While it can be a lot to keep up with, many dads welcome the opportunity to play with Barbies, even if it’s something new to them.
Kyle Goetz of Texas grew up with action figures and says that watching his 6-year-old daughter create a whole new universe with the dolls brings them closer together. He enjoys the opportunity to see how her brain works and how she changes voices as she plays with different dolls and acts out scenes.
“I love to see her use her imagination," Goetz says. "See her switch between herself and the doll, and [have] conversations. It gives me this space to watch her express who she is.”
In 2021 Sarah Gerson, a developmental psychologist at Cardiff University in Wales, published her research — titled Doll Play Prompts Social Thinking and Social Talking: Representations of the Internal State Language in the Brain — as part of a multi-year study partnership between the school and Mattel to explore doll play's impact on child development. Gerson tells Yahoo Life that her team's research found that playing with dolls, for both boys and girls, seems to mirror what happens when children interact with other people.
“We think this may allow them to practice social interactions in a way, and we’re currently looking into whether there are long-term benefits of this," Gerson says.
That finding rings true with her work colleague, Rhys Davies, who is himself a father of two Barbie fans.
“I like that they can open up to me in that way and it gives me a little insight into how they create these relationships with, and between, their dolls," Davies says. "It's also fun to just escape into their world for a while and be involved.”

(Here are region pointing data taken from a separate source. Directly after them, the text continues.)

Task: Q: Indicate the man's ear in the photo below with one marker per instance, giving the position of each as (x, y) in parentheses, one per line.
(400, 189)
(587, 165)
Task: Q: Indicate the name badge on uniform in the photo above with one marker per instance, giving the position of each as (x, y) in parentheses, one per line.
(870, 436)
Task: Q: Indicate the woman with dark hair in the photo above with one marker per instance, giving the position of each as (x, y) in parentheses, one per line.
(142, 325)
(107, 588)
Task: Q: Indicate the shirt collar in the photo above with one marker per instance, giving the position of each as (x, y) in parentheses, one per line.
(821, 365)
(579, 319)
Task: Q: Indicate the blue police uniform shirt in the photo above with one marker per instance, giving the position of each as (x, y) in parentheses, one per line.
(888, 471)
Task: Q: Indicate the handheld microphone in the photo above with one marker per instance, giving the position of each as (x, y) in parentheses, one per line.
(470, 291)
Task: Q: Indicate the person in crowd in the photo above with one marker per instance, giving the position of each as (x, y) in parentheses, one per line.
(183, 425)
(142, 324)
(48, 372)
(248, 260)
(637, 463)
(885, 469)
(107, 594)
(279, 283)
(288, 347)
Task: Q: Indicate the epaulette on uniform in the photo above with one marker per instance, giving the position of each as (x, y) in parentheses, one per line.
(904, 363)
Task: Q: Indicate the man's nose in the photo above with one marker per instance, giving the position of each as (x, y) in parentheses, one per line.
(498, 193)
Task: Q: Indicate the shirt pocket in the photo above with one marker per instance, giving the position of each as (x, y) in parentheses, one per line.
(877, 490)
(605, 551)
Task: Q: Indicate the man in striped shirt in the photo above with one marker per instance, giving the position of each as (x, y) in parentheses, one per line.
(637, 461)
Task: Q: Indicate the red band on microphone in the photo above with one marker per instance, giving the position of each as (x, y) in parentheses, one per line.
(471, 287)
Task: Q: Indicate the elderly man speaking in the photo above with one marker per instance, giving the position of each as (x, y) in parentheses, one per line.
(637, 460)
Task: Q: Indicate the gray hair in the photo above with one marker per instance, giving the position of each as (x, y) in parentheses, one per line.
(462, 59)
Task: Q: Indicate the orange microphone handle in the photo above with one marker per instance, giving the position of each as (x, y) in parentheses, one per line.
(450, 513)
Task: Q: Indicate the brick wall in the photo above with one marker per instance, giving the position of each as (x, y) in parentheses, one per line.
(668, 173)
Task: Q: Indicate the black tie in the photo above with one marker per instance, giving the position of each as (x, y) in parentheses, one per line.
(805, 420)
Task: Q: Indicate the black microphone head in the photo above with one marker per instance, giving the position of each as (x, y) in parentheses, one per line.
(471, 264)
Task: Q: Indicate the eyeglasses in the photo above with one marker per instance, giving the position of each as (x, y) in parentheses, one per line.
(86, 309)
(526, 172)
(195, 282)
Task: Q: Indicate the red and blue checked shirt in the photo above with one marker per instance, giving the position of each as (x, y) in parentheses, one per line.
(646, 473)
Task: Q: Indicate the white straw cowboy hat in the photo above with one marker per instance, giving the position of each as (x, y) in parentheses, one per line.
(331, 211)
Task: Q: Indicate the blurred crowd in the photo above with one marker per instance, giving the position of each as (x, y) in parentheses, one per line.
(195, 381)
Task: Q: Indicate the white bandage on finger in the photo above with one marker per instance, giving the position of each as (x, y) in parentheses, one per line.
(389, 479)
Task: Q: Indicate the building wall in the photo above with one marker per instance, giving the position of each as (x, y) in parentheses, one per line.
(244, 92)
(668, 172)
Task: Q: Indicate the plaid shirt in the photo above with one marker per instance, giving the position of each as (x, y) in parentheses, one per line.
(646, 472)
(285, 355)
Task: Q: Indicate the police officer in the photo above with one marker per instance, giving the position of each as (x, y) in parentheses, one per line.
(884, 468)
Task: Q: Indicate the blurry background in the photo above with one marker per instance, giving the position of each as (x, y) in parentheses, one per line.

The maker of Barbie, Mattel, has long embraced the idea of dads playing dolls with their daughters. A 2017 "Dads Who Play Barbie" ad campaign, featured dads — one of whom described himself as a "man's man" — sharing their daughters' love for the doll. The idea was to show the positive impact of play time, punctuated with a heartfelt tagline: “Time spent in her imaginary world is an investment in her real world.”